WASHINGTON, July 30, 2014 – As U.S. lawmakers consider imposing tougher sanctions on Russia following the downing of Malaysian Flight MH17 and ongoing turmoil in Ukraine, Russia is threatening to ban U.S. chicken imports in what some call a retaliatory action. At press time, Russia was considering a ban on U.S. chicken and some European fruit and was reportedly investigating McDonald’s cheese for safety.

Russia’s food safety agency Rosselkhoznadzor said it is considering a ban on U.S. chicken imports ostensibly because of a U.S. outbreak of salmonellosis, according to a news report from RIA Novosti. The outbreak in question is tied to potentially tainted chicken from Foster Farms that has spread to 29 states. As of early July, the outbreak, which began in March but has since slowed, had sickened more than 620 people, according to the Centers for Disease Control and Prevention.

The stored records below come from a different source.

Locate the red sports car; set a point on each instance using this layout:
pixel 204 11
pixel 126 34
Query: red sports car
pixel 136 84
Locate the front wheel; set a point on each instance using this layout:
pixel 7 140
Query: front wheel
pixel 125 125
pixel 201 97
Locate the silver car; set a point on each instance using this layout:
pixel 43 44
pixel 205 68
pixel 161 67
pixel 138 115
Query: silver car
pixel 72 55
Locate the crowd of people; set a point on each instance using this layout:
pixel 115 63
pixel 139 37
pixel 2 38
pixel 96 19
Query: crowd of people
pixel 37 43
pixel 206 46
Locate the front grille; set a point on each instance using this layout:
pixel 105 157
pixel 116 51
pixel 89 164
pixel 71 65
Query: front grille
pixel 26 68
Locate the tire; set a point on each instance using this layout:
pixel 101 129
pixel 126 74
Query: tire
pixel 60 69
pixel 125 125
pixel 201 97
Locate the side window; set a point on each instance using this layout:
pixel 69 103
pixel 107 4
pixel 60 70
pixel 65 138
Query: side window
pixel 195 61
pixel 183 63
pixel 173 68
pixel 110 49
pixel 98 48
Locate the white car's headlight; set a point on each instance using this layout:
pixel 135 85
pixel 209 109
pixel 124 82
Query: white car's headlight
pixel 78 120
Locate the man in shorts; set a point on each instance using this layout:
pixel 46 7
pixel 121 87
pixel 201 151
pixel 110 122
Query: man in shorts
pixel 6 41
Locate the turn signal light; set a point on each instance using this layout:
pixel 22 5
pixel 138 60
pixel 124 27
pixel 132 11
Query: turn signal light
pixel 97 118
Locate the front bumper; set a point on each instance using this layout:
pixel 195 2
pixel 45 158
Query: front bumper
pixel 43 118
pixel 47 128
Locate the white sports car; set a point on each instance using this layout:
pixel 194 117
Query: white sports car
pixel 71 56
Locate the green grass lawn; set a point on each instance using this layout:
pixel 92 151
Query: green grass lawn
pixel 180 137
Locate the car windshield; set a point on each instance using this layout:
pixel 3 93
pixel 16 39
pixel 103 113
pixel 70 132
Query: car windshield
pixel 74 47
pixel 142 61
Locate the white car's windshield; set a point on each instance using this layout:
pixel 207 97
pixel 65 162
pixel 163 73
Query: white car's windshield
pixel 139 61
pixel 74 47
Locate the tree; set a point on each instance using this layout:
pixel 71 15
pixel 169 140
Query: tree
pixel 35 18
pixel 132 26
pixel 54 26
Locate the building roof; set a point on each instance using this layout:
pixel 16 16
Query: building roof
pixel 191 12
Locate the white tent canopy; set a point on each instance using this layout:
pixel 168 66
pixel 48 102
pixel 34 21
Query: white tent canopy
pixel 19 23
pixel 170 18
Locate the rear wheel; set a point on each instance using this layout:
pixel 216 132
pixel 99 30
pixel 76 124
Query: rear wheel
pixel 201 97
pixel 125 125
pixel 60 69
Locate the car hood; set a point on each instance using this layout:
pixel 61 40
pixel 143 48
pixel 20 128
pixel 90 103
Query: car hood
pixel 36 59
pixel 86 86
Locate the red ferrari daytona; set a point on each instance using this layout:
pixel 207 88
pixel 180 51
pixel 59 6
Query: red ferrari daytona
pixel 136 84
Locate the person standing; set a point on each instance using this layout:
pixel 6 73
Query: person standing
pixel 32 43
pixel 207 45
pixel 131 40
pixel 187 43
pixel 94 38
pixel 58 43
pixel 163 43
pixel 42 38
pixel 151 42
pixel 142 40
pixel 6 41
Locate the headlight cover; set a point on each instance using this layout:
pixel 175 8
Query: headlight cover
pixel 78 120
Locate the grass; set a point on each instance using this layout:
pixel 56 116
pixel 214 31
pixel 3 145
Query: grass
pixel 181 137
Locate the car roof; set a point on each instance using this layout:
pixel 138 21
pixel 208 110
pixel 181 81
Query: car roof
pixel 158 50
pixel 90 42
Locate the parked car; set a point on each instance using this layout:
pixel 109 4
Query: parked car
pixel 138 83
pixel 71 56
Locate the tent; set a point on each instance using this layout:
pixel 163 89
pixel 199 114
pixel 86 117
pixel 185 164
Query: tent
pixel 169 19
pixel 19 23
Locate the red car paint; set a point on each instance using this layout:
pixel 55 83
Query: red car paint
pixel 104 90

To date, most of the sanctions against Russia have targeted financial services, energy and the arms trade. At this point, any farm trade embargo would be felt mostly by the U.S. poultry industry. Ag sanctions would likely be minimal for the largest share of U.S. agricultural markets because U.S. ag trade with Russia has changed dramatically over the past few decades.

In 1980, when the U.S. imposed a trade embargo against the Soviet Union following its invasion of Afghanistan, U.S. agricultural exports plunged. The year prior to the embargo, America shipped $2.8 billion in farm products, primarily corn, wheat, and soybeans, to the Soviet Union—about 8 percent of all U.S. agricultural trade, according to USDA’s Chief Economist Joseph Glauber. In 1980, following the embargo, shipments of ag products to the USSR fell to $1 billion.

“Today it is a very different picture worldwide,” Glauber said. In 1991, the Soviet Union dissolved into 12 independent nations, including Russia, and last year, the U.S. shipped $1.2 billion worth of a diverse mix of agricultural products to Russia alone, but those exports accounted for only 0.8 percent of total U.S. agricultural exports. Top export sectors included poultry (about $300 million), followed by tree nuts ($170 million) and soybeans ($160 million).

“If U.S. exports to Russia were shut off, the question is whether they could get the products from somebody else,” says Glauber. “That happened in 1980.” U.S. producers took a financial hit, and the subsequent farm bill included language — still in effect today — that producers need to be compensated if a trade embargo affects over a certain percentage of their production, Glauber said.

Today, the U.S. poultry industry has the most to lose.

“We are taking it one day at a time,” says Jim Sumner, president of the USA Poultry and Egg Export Council (USAPEEC), based in Stone Mountain, Georgia. Until recent developments, Sumner’s primary concern was that any Russian trade restrictions would be implemented on a case-by case-basis under health and quality regulations; he was hoping that the situation would not deteriorate to an all-out ban.

“Our concern is certainly heightened,” says Sumner. “We have no idea at this point what to actually expect in terms of imminent announcements, but we have advised our members and the industry to extend due diligence with shipments to Russia.”

But even for poultry, today’s hit would be much less than it would have been years ago. In the mid-1990s, Russia accounted for as much as 40 percent of total U.S. broiler exports, according to USAPEEC. Last year, these exports to Russia were 7.5 percent of the total. Russia, however, is still the second-largest market for U.S. broiler trade, behind Mexico. With the global chicken market currently tight and prices strong, any slack created from a Russian import ban would likely be picked up by some of the other 100-plus U.S. trading partners, Sumner said.